I did PD before it failed on me and now I go in center hemo. I will NOT do home hemo for various reasons. I don't want medical supplies in my house again, my husband doesn't do blood and works so much I'd be alone. If something went wrong I like being there where someone else can take care of it. I don't feel bad, I work full time and am getting ready to fly out and visit my mom. Sure there is a lot to organize but it can be done. If that's what you all chose then GO for it.
My husband decided he wanted to go back to the in center dialysis, they talked to us about PD that but he wants to go to the center where there are medical professionals when alarms happen and to assist. Monday while at dialysis he loss consciousness due to low blood pressure, he has a history of low BS, I think that’s part of his reasoning. Thank you I totally understand what you’re saying. Thank you.
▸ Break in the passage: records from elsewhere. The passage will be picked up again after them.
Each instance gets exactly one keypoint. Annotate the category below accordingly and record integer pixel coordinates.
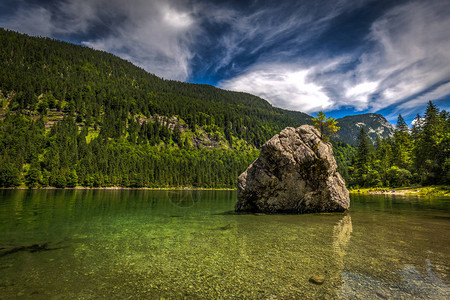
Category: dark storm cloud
(305, 55)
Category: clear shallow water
(188, 244)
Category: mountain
(71, 115)
(374, 124)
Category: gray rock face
(295, 173)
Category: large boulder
(295, 173)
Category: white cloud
(410, 54)
(282, 86)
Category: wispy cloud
(286, 52)
(406, 54)
(409, 55)
(284, 86)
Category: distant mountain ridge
(375, 125)
(71, 115)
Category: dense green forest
(70, 115)
(74, 116)
(417, 155)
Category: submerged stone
(295, 173)
(316, 279)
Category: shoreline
(122, 188)
(414, 190)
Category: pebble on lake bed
(316, 279)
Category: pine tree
(326, 125)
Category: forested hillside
(70, 115)
(417, 155)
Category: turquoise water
(119, 244)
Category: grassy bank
(434, 190)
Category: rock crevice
(295, 173)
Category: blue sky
(339, 56)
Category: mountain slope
(374, 124)
(70, 115)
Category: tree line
(416, 155)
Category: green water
(105, 244)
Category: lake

I am responding under my wife's login. I experienced ESRD in May 23. Was on hemo then moved to PD. Have been on PD every since. PD at home is generally benign but can be very dangerous if you happen to get peritonitis. I contracted peritonitis 2 months into PD - somehow got infected. Very scary - 2 days inpatient and then 16-days of in home delivery of antibiotics. So keep the catheter and area clean when connecting to the machine. The dialysis fluid boxes weigh in at 26 lbs with 2 6L bags. Must be able to lift and manipulate the bags and set up. Highly recommend some sort of weight training exercise to make it easier to handle. Getting to know all the issues and resolutions with the machine is critical as well. Once you are in a groove, it is generally benign and hopefully it will work for him. Good luck.